Maybe I read too many Nancy Drew books when I was a little girl. Or perhaps I was personally motivated because I wanted an answer for myself. Things of this nature affect my senses greatly. The most powerful sense I have for memory recall would not let me forget.
I deftly maneuvered many social situations. I skillfully planned my next move. I mentally lined up suspects and thought about who would be my trusted informants. I kept copious notes.
What was our mission, you ask?
We wanted to know the brand of the unbelievable cologne that our principal wore.

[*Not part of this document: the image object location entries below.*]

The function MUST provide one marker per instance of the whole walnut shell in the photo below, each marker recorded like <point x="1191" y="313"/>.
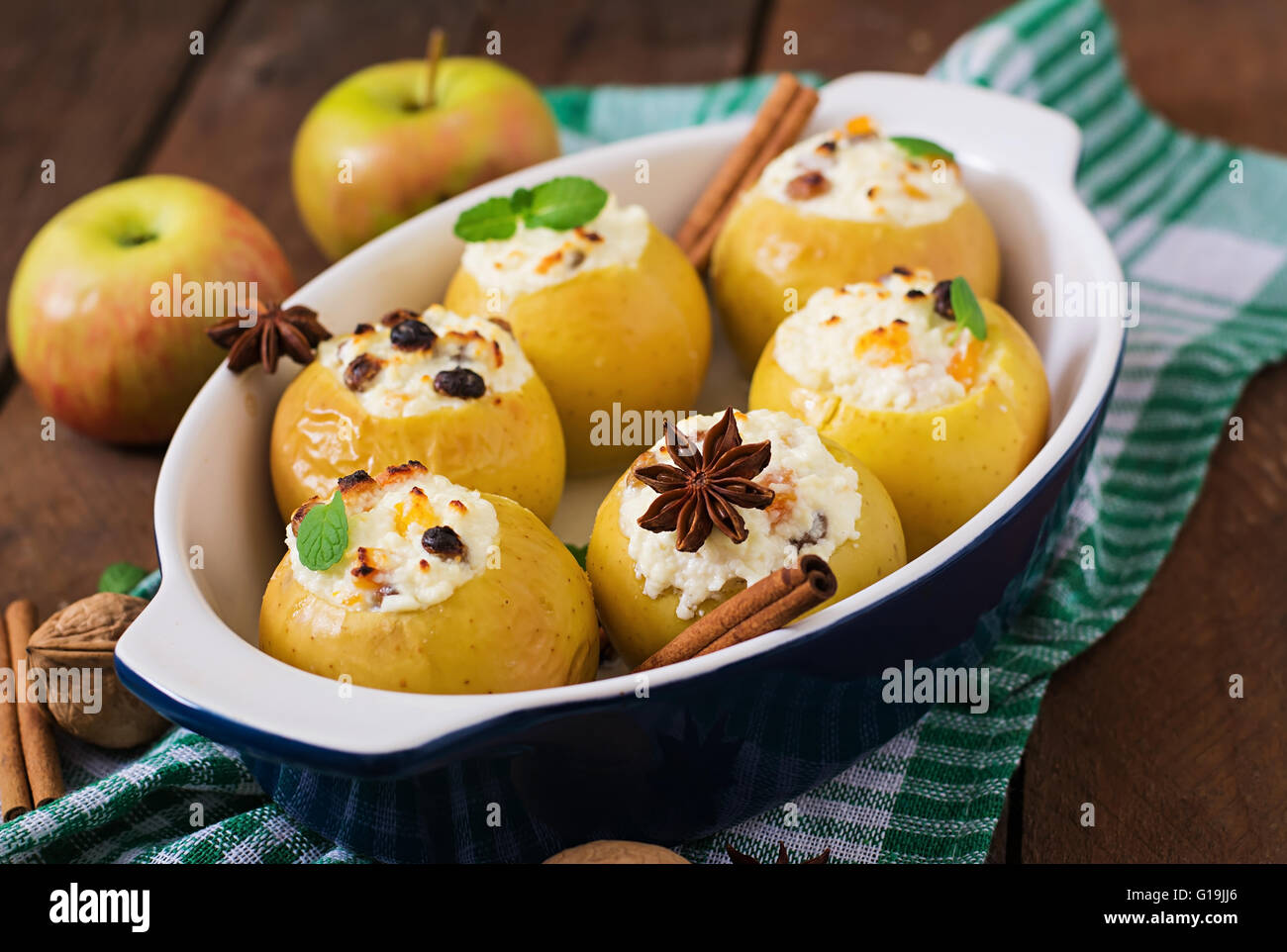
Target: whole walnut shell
<point x="603" y="852"/>
<point x="84" y="635"/>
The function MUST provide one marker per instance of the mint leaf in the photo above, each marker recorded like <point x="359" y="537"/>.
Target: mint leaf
<point x="121" y="577"/>
<point x="578" y="552"/>
<point x="966" y="309"/>
<point x="922" y="148"/>
<point x="520" y="201"/>
<point x="492" y="219"/>
<point x="564" y="204"/>
<point x="323" y="534"/>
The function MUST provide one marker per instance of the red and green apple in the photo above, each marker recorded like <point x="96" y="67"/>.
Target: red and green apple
<point x="111" y="300"/>
<point x="382" y="145"/>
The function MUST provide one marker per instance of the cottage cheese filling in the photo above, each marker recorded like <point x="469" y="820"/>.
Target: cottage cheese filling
<point x="880" y="346"/>
<point x="854" y="174"/>
<point x="394" y="523"/>
<point x="403" y="380"/>
<point x="540" y="257"/>
<point x="815" y="511"/>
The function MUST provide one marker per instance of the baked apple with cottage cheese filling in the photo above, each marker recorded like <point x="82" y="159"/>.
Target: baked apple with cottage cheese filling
<point x="450" y="390"/>
<point x="843" y="206"/>
<point x="410" y="582"/>
<point x="944" y="407"/>
<point x="721" y="503"/>
<point x="609" y="312"/>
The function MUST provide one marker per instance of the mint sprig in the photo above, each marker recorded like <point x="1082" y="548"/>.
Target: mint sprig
<point x="120" y="578"/>
<point x="560" y="204"/>
<point x="323" y="535"/>
<point x="965" y="307"/>
<point x="578" y="552"/>
<point x="922" y="148"/>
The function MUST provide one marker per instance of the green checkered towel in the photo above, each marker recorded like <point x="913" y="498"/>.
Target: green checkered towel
<point x="1197" y="224"/>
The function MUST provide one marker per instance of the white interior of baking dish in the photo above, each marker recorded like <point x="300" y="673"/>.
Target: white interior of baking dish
<point x="196" y="642"/>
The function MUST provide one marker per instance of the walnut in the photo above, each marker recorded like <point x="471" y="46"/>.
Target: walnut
<point x="82" y="637"/>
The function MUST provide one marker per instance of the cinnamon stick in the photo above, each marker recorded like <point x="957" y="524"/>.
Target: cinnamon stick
<point x="14" y="790"/>
<point x="717" y="193"/>
<point x="762" y="608"/>
<point x="39" y="750"/>
<point x="779" y="123"/>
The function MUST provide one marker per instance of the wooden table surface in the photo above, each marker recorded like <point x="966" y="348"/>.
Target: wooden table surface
<point x="1140" y="724"/>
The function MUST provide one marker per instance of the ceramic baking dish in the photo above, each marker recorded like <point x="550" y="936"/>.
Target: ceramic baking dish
<point x="704" y="742"/>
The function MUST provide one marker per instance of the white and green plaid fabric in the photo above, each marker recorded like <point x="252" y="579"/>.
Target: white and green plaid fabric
<point x="1197" y="224"/>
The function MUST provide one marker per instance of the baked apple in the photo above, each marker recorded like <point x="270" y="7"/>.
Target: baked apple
<point x="439" y="590"/>
<point x="656" y="562"/>
<point x="610" y="313"/>
<point x="843" y="206"/>
<point x="887" y="371"/>
<point x="453" y="391"/>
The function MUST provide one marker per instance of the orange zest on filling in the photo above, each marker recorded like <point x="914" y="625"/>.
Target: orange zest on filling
<point x="784" y="501"/>
<point x="413" y="510"/>
<point x="886" y="346"/>
<point x="964" y="364"/>
<point x="860" y="125"/>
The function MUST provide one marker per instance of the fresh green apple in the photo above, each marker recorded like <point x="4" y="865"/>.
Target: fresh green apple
<point x="111" y="300"/>
<point x="373" y="150"/>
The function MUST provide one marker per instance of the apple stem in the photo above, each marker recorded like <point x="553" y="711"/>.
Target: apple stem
<point x="437" y="44"/>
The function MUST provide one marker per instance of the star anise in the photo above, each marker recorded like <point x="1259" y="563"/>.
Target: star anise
<point x="741" y="858"/>
<point x="294" y="331"/>
<point x="703" y="489"/>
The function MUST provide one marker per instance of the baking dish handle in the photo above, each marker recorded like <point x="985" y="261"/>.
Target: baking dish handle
<point x="1034" y="142"/>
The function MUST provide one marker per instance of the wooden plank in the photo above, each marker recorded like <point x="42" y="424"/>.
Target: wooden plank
<point x="1138" y="727"/>
<point x="88" y="93"/>
<point x="1210" y="71"/>
<point x="82" y="91"/>
<point x="72" y="507"/>
<point x="279" y="58"/>
<point x="1143" y="725"/>
<point x="841" y="37"/>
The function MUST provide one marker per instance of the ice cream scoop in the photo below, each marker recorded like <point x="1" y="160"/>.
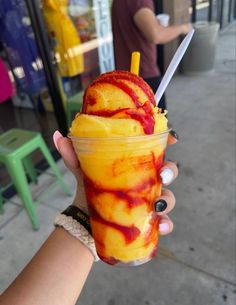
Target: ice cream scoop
<point x="118" y="103"/>
<point x="120" y="139"/>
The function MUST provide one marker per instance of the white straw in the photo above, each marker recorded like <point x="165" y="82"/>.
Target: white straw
<point x="173" y="65"/>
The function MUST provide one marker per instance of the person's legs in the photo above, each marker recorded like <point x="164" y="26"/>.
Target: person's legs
<point x="154" y="83"/>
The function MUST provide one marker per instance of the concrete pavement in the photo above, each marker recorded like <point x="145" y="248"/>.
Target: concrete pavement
<point x="196" y="263"/>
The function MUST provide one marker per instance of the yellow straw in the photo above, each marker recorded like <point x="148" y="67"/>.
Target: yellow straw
<point x="135" y="60"/>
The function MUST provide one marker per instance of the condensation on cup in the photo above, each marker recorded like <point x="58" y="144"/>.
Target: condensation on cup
<point x="163" y="19"/>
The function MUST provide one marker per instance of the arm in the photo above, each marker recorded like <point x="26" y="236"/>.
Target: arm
<point x="147" y="23"/>
<point x="55" y="275"/>
<point x="58" y="271"/>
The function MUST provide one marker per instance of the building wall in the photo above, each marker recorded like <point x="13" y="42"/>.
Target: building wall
<point x="179" y="13"/>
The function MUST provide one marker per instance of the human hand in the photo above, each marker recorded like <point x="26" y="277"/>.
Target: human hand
<point x="162" y="206"/>
<point x="186" y="28"/>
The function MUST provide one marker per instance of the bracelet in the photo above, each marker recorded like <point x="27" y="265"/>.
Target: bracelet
<point x="76" y="222"/>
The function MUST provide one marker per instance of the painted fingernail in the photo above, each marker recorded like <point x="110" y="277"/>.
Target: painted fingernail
<point x="56" y="136"/>
<point x="160" y="205"/>
<point x="174" y="134"/>
<point x="164" y="227"/>
<point x="167" y="175"/>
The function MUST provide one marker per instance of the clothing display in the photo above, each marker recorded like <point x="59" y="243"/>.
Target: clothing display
<point x="18" y="39"/>
<point x="64" y="34"/>
<point x="6" y="86"/>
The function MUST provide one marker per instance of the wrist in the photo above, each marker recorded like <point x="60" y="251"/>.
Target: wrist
<point x="76" y="222"/>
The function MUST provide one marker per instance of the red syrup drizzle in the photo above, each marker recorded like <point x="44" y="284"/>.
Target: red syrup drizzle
<point x="130" y="233"/>
<point x="145" y="118"/>
<point x="125" y="75"/>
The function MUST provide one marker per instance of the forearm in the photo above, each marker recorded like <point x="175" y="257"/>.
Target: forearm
<point x="54" y="276"/>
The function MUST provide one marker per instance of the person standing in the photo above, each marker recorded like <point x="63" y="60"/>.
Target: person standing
<point x="135" y="28"/>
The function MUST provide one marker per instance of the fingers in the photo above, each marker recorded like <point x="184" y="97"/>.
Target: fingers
<point x="165" y="203"/>
<point x="173" y="137"/>
<point x="166" y="226"/>
<point x="163" y="206"/>
<point x="65" y="148"/>
<point x="169" y="172"/>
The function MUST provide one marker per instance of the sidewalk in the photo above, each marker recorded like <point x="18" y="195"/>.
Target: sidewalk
<point x="196" y="263"/>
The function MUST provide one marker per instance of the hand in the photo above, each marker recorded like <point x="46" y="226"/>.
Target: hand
<point x="168" y="173"/>
<point x="186" y="28"/>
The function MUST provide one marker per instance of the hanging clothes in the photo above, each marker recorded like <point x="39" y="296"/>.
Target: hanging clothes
<point x="6" y="86"/>
<point x="67" y="41"/>
<point x="18" y="39"/>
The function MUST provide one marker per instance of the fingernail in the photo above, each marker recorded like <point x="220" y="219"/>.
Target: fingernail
<point x="56" y="136"/>
<point x="174" y="134"/>
<point x="160" y="205"/>
<point x="167" y="175"/>
<point x="164" y="227"/>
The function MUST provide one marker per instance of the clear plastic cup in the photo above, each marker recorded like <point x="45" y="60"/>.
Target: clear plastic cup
<point x="164" y="19"/>
<point x="122" y="182"/>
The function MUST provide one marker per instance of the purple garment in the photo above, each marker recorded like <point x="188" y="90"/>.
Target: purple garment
<point x="128" y="38"/>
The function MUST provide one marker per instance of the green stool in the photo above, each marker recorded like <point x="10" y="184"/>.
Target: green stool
<point x="74" y="104"/>
<point x="16" y="145"/>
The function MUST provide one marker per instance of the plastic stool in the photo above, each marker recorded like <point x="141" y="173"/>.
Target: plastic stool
<point x="74" y="104"/>
<point x="16" y="145"/>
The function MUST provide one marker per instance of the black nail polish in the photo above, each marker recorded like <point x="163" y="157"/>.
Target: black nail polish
<point x="174" y="134"/>
<point x="160" y="205"/>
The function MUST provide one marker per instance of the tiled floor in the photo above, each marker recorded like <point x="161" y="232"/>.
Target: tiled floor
<point x="15" y="228"/>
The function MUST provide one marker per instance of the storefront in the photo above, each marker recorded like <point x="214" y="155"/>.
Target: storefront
<point x="52" y="50"/>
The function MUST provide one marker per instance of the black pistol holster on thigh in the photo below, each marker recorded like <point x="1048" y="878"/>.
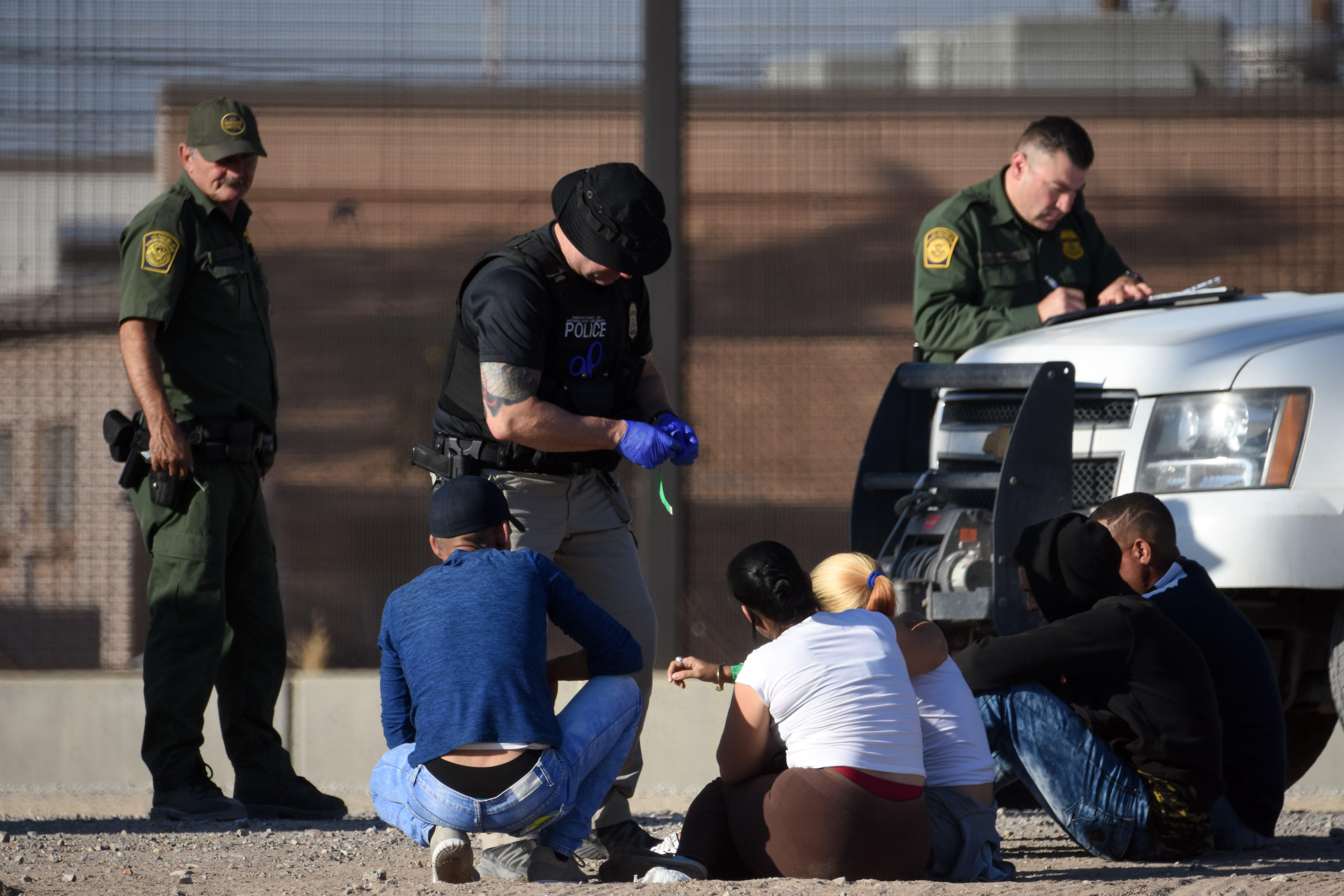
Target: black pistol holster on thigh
<point x="212" y="439"/>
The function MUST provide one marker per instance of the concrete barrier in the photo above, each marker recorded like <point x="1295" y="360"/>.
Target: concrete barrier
<point x="65" y="734"/>
<point x="71" y="742"/>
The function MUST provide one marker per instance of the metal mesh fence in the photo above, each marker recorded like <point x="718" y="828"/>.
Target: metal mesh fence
<point x="408" y="136"/>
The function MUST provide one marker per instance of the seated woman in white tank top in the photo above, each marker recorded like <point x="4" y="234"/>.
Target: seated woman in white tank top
<point x="959" y="768"/>
<point x="834" y="691"/>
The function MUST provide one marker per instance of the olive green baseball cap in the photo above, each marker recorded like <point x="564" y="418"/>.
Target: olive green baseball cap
<point x="220" y="128"/>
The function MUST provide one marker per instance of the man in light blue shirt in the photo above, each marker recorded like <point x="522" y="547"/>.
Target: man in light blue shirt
<point x="474" y="742"/>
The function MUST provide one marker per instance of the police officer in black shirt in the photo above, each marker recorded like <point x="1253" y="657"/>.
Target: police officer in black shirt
<point x="550" y="382"/>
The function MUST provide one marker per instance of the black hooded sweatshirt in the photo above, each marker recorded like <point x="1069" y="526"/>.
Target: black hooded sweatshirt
<point x="1130" y="674"/>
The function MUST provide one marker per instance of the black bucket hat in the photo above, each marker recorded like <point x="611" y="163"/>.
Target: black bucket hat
<point x="468" y="504"/>
<point x="1072" y="563"/>
<point x="614" y="214"/>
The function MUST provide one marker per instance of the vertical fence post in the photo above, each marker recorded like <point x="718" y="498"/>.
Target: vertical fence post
<point x="662" y="550"/>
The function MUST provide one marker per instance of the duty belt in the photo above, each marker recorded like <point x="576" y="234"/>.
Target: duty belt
<point x="455" y="456"/>
<point x="225" y="439"/>
<point x="212" y="439"/>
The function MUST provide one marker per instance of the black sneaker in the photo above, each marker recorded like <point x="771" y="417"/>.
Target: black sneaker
<point x="288" y="797"/>
<point x="196" y="800"/>
<point x="626" y="838"/>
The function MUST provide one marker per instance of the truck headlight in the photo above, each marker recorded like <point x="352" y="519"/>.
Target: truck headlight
<point x="1224" y="441"/>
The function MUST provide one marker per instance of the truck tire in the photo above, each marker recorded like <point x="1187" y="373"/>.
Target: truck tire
<point x="1308" y="733"/>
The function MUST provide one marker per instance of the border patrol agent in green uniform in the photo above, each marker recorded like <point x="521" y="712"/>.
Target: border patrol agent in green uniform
<point x="1005" y="256"/>
<point x="196" y="338"/>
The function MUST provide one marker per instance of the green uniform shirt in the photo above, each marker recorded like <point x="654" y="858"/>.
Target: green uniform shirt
<point x="980" y="269"/>
<point x="187" y="267"/>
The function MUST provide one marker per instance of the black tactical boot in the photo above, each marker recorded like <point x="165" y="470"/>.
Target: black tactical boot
<point x="624" y="839"/>
<point x="286" y="797"/>
<point x="196" y="800"/>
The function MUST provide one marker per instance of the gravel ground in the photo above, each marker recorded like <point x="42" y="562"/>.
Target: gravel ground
<point x="138" y="856"/>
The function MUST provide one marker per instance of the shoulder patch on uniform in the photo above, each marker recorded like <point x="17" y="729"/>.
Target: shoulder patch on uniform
<point x="939" y="245"/>
<point x="1070" y="245"/>
<point x="158" y="250"/>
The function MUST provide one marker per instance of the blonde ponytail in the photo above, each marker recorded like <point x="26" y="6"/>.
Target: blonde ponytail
<point x="841" y="584"/>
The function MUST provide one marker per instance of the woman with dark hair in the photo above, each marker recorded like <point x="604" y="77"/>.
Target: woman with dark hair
<point x="834" y="692"/>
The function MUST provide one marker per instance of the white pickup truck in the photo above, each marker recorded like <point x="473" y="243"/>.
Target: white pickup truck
<point x="1232" y="413"/>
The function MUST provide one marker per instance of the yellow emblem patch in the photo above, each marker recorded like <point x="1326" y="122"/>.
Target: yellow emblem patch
<point x="541" y="823"/>
<point x="1070" y="245"/>
<point x="939" y="245"/>
<point x="158" y="249"/>
<point x="233" y="124"/>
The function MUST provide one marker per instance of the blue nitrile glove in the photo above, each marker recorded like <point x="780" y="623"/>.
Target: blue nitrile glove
<point x="687" y="447"/>
<point x="646" y="445"/>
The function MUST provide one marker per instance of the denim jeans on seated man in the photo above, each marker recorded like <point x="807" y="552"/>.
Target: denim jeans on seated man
<point x="1077" y="777"/>
<point x="556" y="801"/>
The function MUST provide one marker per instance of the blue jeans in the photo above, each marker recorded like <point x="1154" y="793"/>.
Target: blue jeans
<point x="1230" y="832"/>
<point x="556" y="800"/>
<point x="1083" y="784"/>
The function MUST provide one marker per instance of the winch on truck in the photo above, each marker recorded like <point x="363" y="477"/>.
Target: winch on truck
<point x="1230" y="409"/>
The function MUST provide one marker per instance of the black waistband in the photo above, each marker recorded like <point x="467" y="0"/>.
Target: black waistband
<point x="485" y="782"/>
<point x="487" y="454"/>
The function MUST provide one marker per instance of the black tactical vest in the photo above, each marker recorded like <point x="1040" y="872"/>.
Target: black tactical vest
<point x="589" y="367"/>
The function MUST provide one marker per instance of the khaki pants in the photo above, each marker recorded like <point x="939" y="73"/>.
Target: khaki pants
<point x="583" y="524"/>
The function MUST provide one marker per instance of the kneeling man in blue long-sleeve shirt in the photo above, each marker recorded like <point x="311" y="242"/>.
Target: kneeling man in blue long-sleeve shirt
<point x="474" y="741"/>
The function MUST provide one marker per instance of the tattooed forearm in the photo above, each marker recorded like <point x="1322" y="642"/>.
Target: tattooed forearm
<point x="505" y="385"/>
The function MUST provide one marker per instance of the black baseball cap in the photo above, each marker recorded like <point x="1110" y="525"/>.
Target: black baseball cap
<point x="614" y="214"/>
<point x="220" y="128"/>
<point x="468" y="504"/>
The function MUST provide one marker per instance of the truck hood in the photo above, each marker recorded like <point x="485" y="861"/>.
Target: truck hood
<point x="1173" y="350"/>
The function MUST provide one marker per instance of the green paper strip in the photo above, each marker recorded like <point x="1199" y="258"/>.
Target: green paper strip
<point x="663" y="495"/>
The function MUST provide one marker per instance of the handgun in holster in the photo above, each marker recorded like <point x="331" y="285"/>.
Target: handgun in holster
<point x="444" y="467"/>
<point x="127" y="439"/>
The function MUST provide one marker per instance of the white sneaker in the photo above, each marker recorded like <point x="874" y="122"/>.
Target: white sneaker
<point x="451" y="856"/>
<point x="507" y="862"/>
<point x="623" y="870"/>
<point x="670" y="846"/>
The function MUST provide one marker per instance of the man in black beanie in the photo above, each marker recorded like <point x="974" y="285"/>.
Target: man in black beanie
<point x="1107" y="714"/>
<point x="550" y="382"/>
<point x="1255" y="743"/>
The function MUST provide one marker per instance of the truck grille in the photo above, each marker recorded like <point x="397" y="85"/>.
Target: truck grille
<point x="1003" y="410"/>
<point x="1095" y="481"/>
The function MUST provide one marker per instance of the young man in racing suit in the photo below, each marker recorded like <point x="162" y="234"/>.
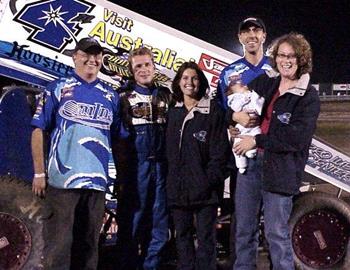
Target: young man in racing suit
<point x="252" y="35"/>
<point x="142" y="167"/>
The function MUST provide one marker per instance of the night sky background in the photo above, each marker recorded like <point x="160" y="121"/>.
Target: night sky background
<point x="325" y="23"/>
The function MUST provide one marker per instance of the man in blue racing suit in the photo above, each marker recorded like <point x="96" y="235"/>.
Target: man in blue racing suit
<point x="143" y="220"/>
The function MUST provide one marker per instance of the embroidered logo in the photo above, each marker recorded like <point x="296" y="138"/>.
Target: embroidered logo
<point x="61" y="19"/>
<point x="284" y="117"/>
<point x="200" y="136"/>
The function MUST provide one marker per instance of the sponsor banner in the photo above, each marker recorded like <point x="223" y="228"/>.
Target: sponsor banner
<point x="44" y="33"/>
<point x="329" y="165"/>
<point x="341" y="87"/>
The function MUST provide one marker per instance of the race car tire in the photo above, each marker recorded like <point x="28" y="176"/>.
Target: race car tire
<point x="320" y="229"/>
<point x="21" y="214"/>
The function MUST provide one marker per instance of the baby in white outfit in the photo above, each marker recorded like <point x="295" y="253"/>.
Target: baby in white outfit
<point x="240" y="98"/>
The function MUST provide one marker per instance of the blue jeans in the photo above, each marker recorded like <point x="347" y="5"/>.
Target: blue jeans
<point x="143" y="216"/>
<point x="204" y="257"/>
<point x="277" y="209"/>
<point x="72" y="231"/>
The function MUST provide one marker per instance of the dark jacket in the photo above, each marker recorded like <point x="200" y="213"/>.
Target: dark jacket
<point x="293" y="123"/>
<point x="197" y="148"/>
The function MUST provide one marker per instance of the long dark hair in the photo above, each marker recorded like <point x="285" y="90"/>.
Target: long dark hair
<point x="203" y="82"/>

Such a cologne had effected many of us female teachers, and we talked about it. It was not over-powering. It was only detectable when you stood very close to him. And, if you hugged him at a holiday party, the scent lingered upon your person long after he left.
It wasn't that I was attracted to him. He's much older than myself, and I've never been the kind of girl to be drawn to men too far from my own age. But I really wanted to know his brand of cologne because--if I am so lucky as to be blessed with a husband one day--wouldn't this make for a lovely Christmas gift?
And so, I figured it out. Finally. Just last week.
And nope, I didn't ask him directly. I'm much too clever for that.
And yep, I double-checked. I went to the perfume and cologne counter at the department store last weekend and sprayed a little bit onto an index card.